A review of The Twisted Times of Bella Basura
By Bella Basura
The hand-crafted self-published Twisted Times novel is an eleven chaptered excursion through a series of physically, chemically and psychickally altered states, filtered through the subjective and distorted lens of the narrator - Bella Basura. The author herself describes it as "A stream of somebody else's consciousness".
In the novel Bella's single-minded pursuit of one drug or another provides an arbitrary but compulsive narrative drive. Like a piece of straw blown on a storm of her own devising, she is propelled through a vortex of increasingly bizarre and repetitive encounters. Amongst some of the curious entities she meets are: Frankie Fucked-Up, The Marquessa, The Princessa Pestilence, Dolly Deviant, the irrepressible Doc. Gordon Tripp and Jesus Good-One - a naked shoeshine boy.
The central themes of the story could be summed up as Sex and Drugs and Rock'n'Roll, written from the view point of an aging space cadet trying to make sense of her shattered memory.
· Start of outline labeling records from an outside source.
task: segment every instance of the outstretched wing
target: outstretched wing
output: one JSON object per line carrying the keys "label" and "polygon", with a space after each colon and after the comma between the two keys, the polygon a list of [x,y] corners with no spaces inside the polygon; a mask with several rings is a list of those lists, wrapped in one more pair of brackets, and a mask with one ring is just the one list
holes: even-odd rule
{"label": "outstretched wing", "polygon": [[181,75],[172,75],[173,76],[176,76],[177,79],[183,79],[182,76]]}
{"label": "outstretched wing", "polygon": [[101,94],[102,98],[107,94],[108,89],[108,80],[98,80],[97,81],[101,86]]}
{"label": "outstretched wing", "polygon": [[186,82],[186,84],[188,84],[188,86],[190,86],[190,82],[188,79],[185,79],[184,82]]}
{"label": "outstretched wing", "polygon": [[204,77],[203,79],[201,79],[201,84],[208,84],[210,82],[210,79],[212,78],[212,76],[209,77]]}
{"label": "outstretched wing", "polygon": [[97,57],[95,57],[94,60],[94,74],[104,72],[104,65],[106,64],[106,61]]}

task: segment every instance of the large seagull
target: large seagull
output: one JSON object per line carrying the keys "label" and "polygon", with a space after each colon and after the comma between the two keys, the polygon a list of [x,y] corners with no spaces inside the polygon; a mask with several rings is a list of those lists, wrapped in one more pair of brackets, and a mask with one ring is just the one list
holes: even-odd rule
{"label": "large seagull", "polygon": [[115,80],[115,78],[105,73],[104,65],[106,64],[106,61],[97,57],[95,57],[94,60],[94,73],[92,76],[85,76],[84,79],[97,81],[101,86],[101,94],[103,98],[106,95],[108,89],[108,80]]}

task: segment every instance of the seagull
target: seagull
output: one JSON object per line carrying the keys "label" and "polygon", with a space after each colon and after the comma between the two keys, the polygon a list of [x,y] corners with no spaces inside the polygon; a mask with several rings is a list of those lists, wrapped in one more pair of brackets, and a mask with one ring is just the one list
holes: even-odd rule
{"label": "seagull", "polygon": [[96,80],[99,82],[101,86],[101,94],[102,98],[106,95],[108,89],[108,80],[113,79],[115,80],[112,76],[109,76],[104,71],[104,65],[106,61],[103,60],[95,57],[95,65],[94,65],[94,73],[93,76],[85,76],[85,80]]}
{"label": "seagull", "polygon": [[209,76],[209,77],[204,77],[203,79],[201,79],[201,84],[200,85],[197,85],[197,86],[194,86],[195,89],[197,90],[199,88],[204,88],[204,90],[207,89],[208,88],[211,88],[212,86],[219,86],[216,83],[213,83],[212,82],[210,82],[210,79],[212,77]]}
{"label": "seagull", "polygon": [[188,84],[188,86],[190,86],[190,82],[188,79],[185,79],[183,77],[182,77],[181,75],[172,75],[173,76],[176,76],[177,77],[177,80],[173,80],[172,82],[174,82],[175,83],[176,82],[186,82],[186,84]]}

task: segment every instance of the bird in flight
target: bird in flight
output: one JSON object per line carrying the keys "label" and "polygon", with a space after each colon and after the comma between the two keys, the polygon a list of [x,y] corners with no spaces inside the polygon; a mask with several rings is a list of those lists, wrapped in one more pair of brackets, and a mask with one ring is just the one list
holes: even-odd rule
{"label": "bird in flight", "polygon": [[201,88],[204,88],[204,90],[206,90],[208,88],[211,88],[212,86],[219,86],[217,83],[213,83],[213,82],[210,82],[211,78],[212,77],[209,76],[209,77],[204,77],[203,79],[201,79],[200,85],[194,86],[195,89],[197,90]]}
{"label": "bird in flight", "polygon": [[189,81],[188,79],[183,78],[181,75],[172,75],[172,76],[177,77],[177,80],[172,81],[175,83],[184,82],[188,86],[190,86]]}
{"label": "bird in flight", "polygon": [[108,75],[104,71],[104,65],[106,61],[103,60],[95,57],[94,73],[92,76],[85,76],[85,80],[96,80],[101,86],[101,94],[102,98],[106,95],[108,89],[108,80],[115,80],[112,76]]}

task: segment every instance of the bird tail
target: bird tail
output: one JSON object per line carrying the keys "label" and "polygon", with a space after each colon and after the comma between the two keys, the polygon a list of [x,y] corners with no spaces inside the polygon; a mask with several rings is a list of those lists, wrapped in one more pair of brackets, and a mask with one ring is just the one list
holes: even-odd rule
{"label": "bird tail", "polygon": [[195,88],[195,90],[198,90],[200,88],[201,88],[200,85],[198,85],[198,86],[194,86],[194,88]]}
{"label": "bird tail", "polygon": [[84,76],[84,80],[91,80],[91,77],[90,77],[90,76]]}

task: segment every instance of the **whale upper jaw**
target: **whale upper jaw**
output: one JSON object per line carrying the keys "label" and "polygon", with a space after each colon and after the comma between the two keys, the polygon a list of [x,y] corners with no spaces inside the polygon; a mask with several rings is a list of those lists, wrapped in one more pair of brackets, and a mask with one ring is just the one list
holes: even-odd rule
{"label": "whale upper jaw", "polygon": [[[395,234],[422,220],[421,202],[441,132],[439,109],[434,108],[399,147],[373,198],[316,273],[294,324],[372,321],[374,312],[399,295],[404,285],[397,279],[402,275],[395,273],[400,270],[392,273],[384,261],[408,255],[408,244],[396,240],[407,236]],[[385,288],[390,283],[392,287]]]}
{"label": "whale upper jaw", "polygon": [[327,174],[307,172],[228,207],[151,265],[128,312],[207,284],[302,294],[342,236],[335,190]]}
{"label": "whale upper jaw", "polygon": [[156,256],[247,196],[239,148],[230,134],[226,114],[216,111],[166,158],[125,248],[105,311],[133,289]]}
In order to recreate the mental processes of Bella I have chosen to suture my original writing with Cut-ups, detournement, and pure plagiarism. I have used phrases sentences and words from a wide range of sources: William Burroughs, Kathy Acker, Guy Debord, Lewis Carroll, Edith Piaf, Thomas De Quincey, Milton, James Herbert, Aleister Crowley, also travel books, biography, rock'n'roll lyrics and ephemera.
Like Bella's quest, the text is not an easy passage, and the narrative turns on itself, returning full circle to the beginning, with the sickening inevitability of a dragon chasing its own tail.